If, since we pointed it out to you on Monday, you've been following the phenomenon of the girls from Dating a Banker Anonymous, you'll assume that they are full of woe that the boys who kept their lives high-flying and fun are no longer there to provide bottles at clubs, reservations at restaurants, and great economic-boom sex. "Now, many Wall Street wives, girlfriends and, increasingly, exes, are living the curse of cutbacks in nanny hours and reservations at Masa or Megu," mocked the Times in today's article on the ladies. "And that credit card? Canceled." Some readers of the website viewed the women with scorn, others with judgment from on high. And nobody can seem to believe that they may have gotten a book deal (including us, since they were unknowns until Monday). But we would make the slight but important clarification that they're not actually pitying themselves — they're just elucidating a cultural phenomenon.
Okay, so we teased them at first, too. The point is, these women obviously don't feel bad for themselves — get a sense of humor, people. It's not that the problems of their "F.B.F.s" (Financial-Guy Boyfriends) are in some way lessening them.
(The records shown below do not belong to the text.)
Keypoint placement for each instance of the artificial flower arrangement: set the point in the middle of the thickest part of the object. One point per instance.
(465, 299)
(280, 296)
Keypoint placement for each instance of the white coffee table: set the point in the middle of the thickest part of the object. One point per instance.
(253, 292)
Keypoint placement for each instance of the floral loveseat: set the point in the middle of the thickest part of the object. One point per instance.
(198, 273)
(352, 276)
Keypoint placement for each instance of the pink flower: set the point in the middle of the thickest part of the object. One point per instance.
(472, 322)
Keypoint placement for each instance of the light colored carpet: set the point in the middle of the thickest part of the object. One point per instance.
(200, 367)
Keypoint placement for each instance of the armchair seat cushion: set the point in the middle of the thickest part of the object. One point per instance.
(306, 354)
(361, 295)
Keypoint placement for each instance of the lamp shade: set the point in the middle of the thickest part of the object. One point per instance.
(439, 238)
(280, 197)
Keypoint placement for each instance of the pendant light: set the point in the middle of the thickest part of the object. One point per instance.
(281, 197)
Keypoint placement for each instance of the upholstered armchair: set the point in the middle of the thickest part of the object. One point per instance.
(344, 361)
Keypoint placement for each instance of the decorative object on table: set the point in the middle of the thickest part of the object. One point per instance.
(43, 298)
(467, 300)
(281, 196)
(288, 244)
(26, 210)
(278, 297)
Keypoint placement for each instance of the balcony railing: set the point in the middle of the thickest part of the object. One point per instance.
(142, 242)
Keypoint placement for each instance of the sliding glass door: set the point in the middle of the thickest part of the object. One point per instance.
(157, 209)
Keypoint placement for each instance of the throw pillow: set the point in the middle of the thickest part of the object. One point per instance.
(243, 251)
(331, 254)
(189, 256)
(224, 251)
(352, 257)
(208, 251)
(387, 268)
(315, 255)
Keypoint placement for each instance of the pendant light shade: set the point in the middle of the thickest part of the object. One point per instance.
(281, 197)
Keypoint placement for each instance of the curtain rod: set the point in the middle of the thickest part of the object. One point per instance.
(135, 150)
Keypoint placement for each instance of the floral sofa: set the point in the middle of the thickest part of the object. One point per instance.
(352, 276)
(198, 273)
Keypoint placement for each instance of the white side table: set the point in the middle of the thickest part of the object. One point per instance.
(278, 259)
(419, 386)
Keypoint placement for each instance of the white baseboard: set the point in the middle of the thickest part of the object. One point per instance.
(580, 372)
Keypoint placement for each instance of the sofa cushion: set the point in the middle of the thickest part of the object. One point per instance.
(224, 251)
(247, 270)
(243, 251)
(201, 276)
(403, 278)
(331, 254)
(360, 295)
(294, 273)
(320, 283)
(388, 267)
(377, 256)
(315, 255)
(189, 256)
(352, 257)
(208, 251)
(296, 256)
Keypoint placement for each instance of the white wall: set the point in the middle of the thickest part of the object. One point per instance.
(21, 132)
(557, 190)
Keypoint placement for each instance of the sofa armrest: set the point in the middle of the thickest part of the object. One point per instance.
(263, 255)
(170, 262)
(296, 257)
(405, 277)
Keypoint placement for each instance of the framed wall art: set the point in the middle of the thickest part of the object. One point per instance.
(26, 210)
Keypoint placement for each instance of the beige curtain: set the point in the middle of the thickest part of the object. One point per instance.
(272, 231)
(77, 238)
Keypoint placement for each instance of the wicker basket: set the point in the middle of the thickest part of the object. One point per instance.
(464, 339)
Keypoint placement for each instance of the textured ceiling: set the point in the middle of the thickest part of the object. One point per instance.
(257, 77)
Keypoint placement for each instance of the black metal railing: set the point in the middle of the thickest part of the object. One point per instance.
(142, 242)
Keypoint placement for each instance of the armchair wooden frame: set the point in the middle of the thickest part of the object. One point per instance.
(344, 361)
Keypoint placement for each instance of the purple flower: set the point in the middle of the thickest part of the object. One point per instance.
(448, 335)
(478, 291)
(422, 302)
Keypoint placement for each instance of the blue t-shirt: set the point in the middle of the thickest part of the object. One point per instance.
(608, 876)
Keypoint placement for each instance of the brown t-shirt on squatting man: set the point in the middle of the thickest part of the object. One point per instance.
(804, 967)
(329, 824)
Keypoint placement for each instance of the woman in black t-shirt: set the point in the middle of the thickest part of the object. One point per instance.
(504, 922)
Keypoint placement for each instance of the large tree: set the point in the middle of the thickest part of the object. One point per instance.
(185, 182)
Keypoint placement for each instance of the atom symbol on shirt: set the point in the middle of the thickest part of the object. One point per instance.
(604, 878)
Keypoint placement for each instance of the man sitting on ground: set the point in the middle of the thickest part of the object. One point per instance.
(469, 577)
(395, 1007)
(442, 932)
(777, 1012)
They're still on top of the world — they're just having to find new people to date. "When you’re a confident, successful, ambitious woman, it’s really hard to date someone or be attracted to someone who can’t keep up with you," site founder Laney Crowell told Intel. "And the guys are just less able to keep up right now." They mostly just pity the guys who used to be able to fly high with them, see? And they're working to find new people to meet — in fact, Crowell and her co-creator Megan Petrus went to Sundance last week to find a new set of suitors. "But of course we ended up hanging out with finance guys from New York the whole time," Crowell laughed. "It might just be what we’re used to. The dressed-up actor types weren’t really doing it for us."
Okay, so we’d feel a little better defending them if their efforts at branching out didn’t seem so half-hearted. The finance-boy addiction is apparently harder to kick than we would have ever imagined.